Вот оно что… Вот, значит, почему мне так не сразу удалось сбить погоню со следа!.. Ну ничего, справимся.
…Казалось бы, чего проще – смени одежду, и дело в шляпе; но астральные метки куда хитрее обычных чернильных пятен.
Я снял кольцо с пальца, металл холодил ладонь. Искра там всё ещё жила, и я аккуратно провёл золотистым ободком по грубоватой ткани.
Шипение, дым. Голубоватые струйки извиваются, словно черви в пламени. Экая пакость!..
Провёл ещё раз, медленно. Я выжигаю их, эти «фибриллы». Выжигаю осторожно и неспешно, стараясь не выдать своё местонахождение. Вот теперь ищите, господа хорошие!.. Нюхайте, гончих пускайте, монахов – ничего не вынюхаете.
Перевёл дух, снова надел пиджак.
Лето, июнь, печка жарит, словно в кузне – а мне по-прежнему холодно. И я не отрываю взгляда от пламени. В огне всегда что-то таится.

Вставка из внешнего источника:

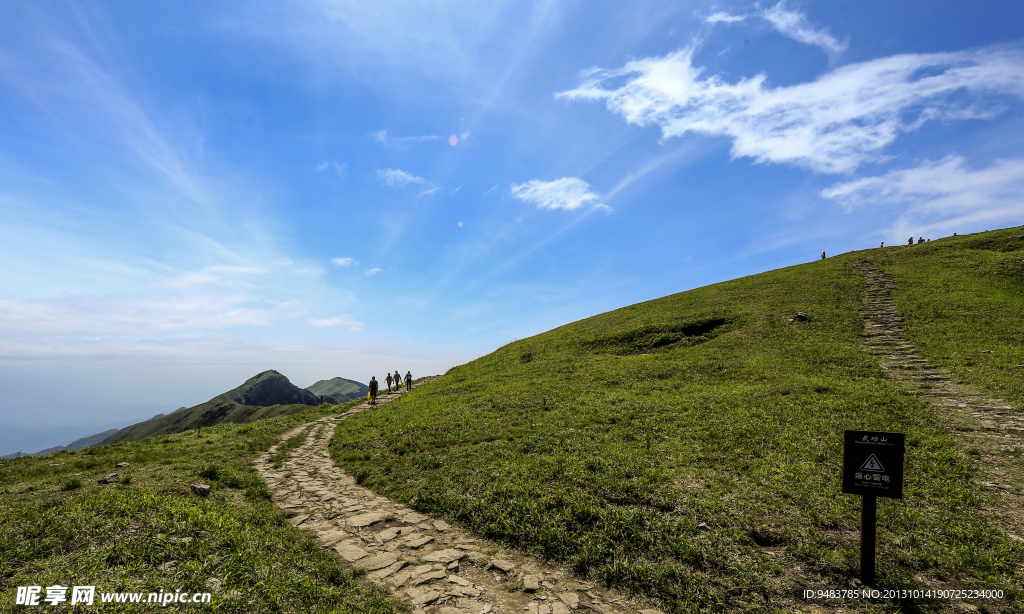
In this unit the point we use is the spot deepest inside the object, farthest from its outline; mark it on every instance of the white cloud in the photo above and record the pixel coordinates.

Пламя вдруг потянуло за собой память.
…Я снова видел тот город. Стёртые в пыль стены, рухнувшие башни из белого камня. И два тела на дороге. Два тела, через которые я перешагнул без колебаний – или мне тогда так казалось. Башни из белого камня рушились, расколотые барельефы с рунами пылали, словно сухая солома. Я застыл на самом верху настоящего холма, на целой горе из обломков, и казалось – победа моя. Моя! Только моя.
Я вскинул руку.
– Да здравствует…
И тут в тумане возникли они.
Фигуры, окутанные плащами, словно сотканными из дыма. Призрачные голоса – ни мужские, ни женские, что зазвучали сразу и отовсюду, исполненные жгучей зависти:
– Это не ты взял город, Ловкач.
– Мы сделали всё. Ты лишь нанёс последний удар.
– Тебе просто повезло.
Я сжал кулаки.
Ложь. Без меня они бы и шага не сделали. А сейчас что же – бунт?!

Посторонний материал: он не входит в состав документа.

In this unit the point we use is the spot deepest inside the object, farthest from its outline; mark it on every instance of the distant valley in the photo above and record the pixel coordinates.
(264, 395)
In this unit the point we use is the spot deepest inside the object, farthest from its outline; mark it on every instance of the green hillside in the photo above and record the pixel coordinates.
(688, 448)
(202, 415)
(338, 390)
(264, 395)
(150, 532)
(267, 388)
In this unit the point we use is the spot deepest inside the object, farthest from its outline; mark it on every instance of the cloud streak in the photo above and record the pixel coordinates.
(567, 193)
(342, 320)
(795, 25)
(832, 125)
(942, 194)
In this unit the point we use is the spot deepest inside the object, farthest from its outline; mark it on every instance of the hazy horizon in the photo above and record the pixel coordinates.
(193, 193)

Да, это были воины Лигуора. Сражавшиеся за то же, что и я – за прогресс, за движение, против вечной недвижности золотого застоя, за которым только конечная гибель всего. Мои… союзники? Нет! Подручные! Подчинённые! Мои… мои солдаты!
– Приказы здесь отдаю я!
– В самом деле?
Тени медленно придвинулись.
– Я сильнее вас всех, – бросил я презрительно. – Не доходит это до вас, недоумки?
– Сильнее? Тогда почему тебе противостояло всего двое? Одна из которых – девчонка?

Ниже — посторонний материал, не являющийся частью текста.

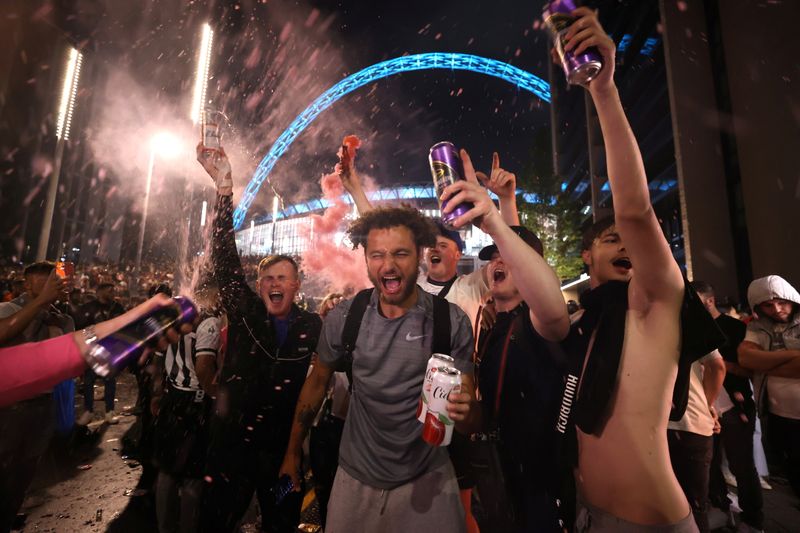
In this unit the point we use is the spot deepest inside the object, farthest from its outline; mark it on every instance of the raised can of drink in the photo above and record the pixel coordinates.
(447, 168)
(210, 129)
(582, 68)
(437, 360)
(438, 428)
(65, 269)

– Где остальные защитники? Кто снял их со стены, кто отвлёк, кто проломил щит?
– Ты пришёл на готовое.
– В самом деле? – усмехаюсь я. – Ну, попробуйте сами прийти на готовое. Я жду. Начинайте. Или сильны только обвинениями бросаться?
Они не выдержали. Туман дрогнул, расплылся, а из его глубины проступили их лица.
Жуткие, нечеловеческие подобия людских: кожа содрана, мускулы блестят, сухожилия натянуты, рты разорваны от уха до уха, полные игольчатых зубов. Глаза – как угли, горящие во тьме.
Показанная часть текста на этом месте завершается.